Answer
$\frac{1}{3}+\frac{2}{3(6r+1)}$
Work Step by Step
The volume of a sphere, $V_\text{sphere}$, is given by
$$
V_\text{sphere}=\frac{4}{3}\pi r^3
,$$where $r$ is the radius of the circle. Therefore, the volume of the $3$ tennis balls with radius $r$ is
$$\begin{aligned}
3V_\text{sphere}&=3\left(\frac{4}{3}\pi r^3\right)
\\&=
4\pi r^3
.\end{aligned}$$
The volume of a cylinder, $V_\text{cylinder}$ is given by
$$
V_\text{cylinder}=\pi r^2h
,$$ where $r$ is the radius and $h$ is the height of the cylinder.
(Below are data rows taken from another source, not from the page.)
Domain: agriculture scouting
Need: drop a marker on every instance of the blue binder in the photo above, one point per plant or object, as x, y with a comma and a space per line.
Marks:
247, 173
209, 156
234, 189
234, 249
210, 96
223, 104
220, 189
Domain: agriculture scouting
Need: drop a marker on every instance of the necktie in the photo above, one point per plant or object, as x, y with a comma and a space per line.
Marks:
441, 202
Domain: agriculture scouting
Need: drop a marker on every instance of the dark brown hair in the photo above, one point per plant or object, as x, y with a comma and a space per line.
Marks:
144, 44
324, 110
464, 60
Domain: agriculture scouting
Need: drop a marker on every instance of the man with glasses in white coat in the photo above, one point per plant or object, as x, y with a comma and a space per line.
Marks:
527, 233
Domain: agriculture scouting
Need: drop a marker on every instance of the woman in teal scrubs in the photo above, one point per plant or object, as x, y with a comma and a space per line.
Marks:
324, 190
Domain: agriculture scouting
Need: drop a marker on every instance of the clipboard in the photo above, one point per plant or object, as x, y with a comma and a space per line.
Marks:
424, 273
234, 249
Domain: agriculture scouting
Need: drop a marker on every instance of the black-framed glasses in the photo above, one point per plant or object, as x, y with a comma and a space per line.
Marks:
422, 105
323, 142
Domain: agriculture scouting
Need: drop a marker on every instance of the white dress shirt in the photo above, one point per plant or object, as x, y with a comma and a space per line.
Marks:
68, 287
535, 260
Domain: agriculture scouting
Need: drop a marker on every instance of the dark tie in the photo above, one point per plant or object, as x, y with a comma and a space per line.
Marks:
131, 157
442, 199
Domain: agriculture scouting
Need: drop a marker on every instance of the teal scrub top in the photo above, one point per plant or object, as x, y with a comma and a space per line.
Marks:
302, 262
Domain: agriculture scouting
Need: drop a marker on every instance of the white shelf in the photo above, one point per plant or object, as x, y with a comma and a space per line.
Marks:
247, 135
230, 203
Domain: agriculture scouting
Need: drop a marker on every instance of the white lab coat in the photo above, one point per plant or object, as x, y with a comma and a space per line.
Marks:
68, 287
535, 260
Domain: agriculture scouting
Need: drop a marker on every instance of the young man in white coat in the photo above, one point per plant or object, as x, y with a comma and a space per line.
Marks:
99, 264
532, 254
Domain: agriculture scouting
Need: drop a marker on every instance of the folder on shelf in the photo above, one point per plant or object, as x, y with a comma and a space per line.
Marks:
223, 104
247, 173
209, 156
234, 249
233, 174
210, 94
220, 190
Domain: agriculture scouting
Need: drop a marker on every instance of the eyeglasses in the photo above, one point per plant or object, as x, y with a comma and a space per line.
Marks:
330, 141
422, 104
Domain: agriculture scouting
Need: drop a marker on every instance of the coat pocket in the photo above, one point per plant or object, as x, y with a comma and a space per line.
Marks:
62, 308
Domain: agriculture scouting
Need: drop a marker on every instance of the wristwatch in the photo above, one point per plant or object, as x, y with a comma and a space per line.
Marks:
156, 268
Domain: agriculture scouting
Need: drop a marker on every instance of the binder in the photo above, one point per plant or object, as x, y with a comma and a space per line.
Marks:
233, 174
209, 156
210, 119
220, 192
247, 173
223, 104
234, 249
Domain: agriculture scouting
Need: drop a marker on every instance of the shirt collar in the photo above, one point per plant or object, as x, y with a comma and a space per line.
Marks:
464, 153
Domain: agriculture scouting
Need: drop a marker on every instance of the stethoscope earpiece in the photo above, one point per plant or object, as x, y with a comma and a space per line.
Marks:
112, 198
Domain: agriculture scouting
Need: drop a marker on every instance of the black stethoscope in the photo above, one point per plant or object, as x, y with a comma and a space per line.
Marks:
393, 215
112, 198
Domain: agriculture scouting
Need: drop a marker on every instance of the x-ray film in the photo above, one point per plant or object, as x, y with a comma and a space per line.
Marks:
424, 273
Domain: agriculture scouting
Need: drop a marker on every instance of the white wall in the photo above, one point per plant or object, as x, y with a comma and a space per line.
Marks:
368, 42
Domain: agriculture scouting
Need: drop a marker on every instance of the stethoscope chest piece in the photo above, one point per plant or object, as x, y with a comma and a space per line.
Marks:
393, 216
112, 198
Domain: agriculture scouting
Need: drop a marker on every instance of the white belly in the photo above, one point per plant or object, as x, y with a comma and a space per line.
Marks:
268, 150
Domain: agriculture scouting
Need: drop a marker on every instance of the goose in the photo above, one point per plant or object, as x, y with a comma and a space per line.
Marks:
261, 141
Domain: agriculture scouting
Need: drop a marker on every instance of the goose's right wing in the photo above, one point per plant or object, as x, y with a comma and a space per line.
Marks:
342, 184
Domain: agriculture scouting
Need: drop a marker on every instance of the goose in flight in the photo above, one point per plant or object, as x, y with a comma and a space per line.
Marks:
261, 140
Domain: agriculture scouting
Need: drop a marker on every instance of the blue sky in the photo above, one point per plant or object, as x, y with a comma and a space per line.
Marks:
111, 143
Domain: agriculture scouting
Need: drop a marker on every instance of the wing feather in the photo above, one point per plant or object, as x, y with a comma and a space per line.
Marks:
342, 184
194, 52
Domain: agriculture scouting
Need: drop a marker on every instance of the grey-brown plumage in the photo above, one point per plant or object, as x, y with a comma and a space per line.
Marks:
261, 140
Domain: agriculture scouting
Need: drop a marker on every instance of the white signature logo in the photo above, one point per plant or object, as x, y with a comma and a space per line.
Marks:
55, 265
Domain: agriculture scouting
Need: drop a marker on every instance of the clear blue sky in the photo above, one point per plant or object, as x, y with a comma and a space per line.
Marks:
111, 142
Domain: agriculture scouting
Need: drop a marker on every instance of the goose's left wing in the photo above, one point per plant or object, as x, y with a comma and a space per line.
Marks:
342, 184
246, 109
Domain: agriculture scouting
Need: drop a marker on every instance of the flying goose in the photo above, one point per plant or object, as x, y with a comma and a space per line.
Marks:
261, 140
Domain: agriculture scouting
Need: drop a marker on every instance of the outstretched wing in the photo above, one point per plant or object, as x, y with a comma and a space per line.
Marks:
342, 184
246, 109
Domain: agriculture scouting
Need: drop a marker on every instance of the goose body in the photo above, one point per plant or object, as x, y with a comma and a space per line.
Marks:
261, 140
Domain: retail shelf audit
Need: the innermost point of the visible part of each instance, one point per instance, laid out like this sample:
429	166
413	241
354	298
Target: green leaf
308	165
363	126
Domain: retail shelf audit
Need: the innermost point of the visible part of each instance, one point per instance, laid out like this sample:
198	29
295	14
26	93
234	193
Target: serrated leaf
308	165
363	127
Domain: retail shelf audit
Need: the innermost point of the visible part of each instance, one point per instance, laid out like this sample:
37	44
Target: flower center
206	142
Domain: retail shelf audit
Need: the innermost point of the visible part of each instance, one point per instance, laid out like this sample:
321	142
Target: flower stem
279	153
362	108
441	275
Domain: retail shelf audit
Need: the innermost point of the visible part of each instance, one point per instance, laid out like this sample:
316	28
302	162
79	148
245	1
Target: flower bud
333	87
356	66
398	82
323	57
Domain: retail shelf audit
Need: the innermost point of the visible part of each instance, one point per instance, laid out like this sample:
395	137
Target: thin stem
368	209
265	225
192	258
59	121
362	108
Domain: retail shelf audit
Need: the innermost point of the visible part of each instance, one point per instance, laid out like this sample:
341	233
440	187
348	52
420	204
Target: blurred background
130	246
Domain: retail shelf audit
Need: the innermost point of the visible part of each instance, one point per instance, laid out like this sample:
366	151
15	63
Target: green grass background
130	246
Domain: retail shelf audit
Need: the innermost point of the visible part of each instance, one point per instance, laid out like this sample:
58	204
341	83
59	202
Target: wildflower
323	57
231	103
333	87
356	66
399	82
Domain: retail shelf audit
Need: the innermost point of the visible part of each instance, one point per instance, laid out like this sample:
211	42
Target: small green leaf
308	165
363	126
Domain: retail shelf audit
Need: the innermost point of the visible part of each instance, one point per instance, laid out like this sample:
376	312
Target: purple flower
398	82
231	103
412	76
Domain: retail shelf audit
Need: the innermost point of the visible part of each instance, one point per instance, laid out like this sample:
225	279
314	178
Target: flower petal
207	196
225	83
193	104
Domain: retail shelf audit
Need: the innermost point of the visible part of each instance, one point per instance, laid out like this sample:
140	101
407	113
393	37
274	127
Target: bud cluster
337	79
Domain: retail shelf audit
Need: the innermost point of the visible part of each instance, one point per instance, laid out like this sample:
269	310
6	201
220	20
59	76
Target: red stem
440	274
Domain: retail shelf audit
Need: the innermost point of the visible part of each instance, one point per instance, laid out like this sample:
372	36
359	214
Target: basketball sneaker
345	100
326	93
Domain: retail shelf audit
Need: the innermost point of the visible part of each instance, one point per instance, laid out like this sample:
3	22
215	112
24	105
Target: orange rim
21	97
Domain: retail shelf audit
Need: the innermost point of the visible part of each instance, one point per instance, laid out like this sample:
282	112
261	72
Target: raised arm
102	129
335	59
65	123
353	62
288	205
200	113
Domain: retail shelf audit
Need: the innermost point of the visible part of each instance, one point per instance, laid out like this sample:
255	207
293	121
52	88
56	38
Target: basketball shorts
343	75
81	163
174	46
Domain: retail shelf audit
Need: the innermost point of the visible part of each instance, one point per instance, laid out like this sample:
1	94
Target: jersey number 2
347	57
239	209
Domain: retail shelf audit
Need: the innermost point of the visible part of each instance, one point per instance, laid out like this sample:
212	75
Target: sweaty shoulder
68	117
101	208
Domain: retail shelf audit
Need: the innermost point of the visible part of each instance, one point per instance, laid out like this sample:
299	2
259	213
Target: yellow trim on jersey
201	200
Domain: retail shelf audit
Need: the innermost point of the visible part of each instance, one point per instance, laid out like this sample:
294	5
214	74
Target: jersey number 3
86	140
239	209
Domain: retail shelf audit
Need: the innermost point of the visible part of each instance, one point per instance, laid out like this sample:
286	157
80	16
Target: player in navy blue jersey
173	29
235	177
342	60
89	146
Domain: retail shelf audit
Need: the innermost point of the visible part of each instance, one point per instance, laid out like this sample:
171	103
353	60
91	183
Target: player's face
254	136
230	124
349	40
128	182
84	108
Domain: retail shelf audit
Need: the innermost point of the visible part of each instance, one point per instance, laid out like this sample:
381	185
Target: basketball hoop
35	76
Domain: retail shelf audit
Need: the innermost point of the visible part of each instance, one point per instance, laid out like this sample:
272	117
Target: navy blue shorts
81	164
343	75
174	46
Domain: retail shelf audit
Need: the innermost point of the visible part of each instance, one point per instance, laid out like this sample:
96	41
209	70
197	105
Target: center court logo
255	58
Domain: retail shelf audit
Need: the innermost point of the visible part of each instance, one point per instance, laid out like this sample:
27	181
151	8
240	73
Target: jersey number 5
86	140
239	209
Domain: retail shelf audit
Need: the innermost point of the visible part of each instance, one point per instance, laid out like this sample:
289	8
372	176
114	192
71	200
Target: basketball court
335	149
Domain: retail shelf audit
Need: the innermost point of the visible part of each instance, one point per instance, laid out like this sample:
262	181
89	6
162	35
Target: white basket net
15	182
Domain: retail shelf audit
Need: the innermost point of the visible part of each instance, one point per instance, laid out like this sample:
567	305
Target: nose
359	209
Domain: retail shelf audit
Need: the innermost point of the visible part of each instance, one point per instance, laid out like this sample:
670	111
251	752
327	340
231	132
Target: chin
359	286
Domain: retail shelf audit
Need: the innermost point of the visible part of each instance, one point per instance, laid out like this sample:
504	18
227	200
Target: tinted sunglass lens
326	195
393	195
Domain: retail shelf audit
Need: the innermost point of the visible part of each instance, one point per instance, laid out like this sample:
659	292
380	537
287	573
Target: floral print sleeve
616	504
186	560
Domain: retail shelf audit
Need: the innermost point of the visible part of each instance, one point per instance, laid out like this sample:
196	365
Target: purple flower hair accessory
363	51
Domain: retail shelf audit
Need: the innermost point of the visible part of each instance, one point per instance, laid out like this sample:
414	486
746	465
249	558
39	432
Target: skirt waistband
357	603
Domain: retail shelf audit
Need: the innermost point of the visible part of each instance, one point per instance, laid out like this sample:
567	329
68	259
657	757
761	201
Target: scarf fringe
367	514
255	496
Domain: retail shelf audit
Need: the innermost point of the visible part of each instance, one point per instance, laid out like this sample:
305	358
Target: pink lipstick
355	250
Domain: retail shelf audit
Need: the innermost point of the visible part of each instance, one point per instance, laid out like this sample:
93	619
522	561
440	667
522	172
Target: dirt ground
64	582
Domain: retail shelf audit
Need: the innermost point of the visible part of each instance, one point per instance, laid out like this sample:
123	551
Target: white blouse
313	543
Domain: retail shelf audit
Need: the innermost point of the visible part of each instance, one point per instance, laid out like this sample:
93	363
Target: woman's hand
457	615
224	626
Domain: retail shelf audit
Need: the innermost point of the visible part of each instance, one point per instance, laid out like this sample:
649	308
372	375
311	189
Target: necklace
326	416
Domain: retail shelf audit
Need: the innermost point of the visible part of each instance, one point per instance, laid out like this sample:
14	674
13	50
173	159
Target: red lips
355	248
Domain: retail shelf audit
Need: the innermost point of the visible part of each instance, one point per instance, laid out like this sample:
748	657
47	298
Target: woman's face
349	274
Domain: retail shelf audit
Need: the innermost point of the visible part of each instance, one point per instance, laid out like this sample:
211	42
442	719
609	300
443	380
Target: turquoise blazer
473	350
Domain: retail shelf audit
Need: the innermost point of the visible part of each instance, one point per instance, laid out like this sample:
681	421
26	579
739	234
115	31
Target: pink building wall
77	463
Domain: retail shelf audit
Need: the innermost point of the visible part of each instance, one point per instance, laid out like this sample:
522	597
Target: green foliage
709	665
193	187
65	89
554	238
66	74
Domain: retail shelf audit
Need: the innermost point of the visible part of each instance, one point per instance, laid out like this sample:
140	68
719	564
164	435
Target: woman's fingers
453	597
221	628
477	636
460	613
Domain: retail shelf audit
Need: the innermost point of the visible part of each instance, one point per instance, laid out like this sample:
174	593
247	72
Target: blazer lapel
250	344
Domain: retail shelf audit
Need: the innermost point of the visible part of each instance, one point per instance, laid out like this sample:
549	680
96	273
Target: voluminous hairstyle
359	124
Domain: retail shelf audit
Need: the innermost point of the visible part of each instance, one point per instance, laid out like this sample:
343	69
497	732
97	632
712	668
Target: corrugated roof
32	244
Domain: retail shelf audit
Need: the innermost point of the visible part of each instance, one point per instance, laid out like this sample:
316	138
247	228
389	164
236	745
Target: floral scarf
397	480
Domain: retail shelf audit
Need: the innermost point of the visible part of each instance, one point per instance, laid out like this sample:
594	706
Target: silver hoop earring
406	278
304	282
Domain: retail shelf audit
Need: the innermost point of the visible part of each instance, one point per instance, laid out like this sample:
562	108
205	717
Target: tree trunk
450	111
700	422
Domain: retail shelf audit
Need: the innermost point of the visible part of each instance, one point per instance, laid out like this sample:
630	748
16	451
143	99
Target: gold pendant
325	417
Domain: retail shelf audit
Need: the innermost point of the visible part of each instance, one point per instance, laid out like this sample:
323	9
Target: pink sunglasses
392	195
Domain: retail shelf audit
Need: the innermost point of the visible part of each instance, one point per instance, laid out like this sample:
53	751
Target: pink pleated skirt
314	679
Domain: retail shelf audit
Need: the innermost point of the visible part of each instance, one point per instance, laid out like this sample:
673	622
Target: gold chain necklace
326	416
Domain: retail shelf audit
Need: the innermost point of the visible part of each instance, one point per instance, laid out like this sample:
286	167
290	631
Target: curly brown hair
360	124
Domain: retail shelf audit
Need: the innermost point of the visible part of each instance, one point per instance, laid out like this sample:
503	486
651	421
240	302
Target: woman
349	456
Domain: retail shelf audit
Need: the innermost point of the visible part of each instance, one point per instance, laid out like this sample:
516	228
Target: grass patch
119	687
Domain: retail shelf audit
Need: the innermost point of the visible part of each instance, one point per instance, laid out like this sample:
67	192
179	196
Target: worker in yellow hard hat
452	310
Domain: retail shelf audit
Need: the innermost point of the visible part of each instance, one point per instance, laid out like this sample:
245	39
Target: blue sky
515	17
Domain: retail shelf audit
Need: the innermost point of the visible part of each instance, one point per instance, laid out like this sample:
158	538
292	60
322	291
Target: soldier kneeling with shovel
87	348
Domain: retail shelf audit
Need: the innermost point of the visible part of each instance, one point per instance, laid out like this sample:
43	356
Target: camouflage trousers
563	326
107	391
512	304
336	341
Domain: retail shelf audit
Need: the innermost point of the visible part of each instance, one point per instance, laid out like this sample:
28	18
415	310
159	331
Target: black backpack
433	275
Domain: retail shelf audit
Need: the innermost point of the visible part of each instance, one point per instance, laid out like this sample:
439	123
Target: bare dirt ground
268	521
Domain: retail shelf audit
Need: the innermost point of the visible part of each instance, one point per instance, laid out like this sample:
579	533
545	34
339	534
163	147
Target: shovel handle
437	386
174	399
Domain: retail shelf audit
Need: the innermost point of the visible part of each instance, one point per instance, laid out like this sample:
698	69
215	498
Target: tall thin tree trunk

Therefore, the volume of the cylinder with radius, $r$, and height, $h=6r+1$, is
$$\begin{aligned}
V_\text{cylinder}&=\pi r^2(6r+1)
\\&=
6\pi r^3+\pi r^2
.\end{aligned}$$
When the $3$ tennis balls are placed inside the cylinder, the empty space, $V_\text{empty}$ is computed as
$$\begin{aligned}
V_\text{empty}&=V_\text{cylinder}-3V_\text{sphere}
\\&=
6\pi r^3+\pi r^2-4\pi r^3
\\&=
2\pi r^3+\pi r^2
.\end{aligned}
$$
Therefore, the part of the can that is empty is
$$\begin{aligned}
\frac{V_\text{empty}}{V_\text{cylinder}}&=\frac{2\pi r^3+\pi r^2}{6\pi r^3+\pi r^2}
\\&=
(2\pi r^3+\pi r^2)\div(6\pi r^3+\pi r^2)
.\end{aligned}$$
Using the long division method below, then
$$\begin{aligned}
&(2\pi r^3+\pi r^2)\div(6\pi r^3+\pi r^2)
\\&=
\frac{1}{3}+\frac{\color{red}{2\pi r^2}}{\color{red}{3}\color{blue}{(6\pi r^3+\pi r^2)}}
\\&=
\frac{1}{3}+\frac{2\pi r^2}{3\pi r^2(6r+1)}
\\&=
\frac{1}{3}+\frac{2}{3(6r+1)}
.\end{aligned}$$Hence, the fraction of the can that is empty is $\frac{1}{3}+\frac{2}{3(6r+1)}$.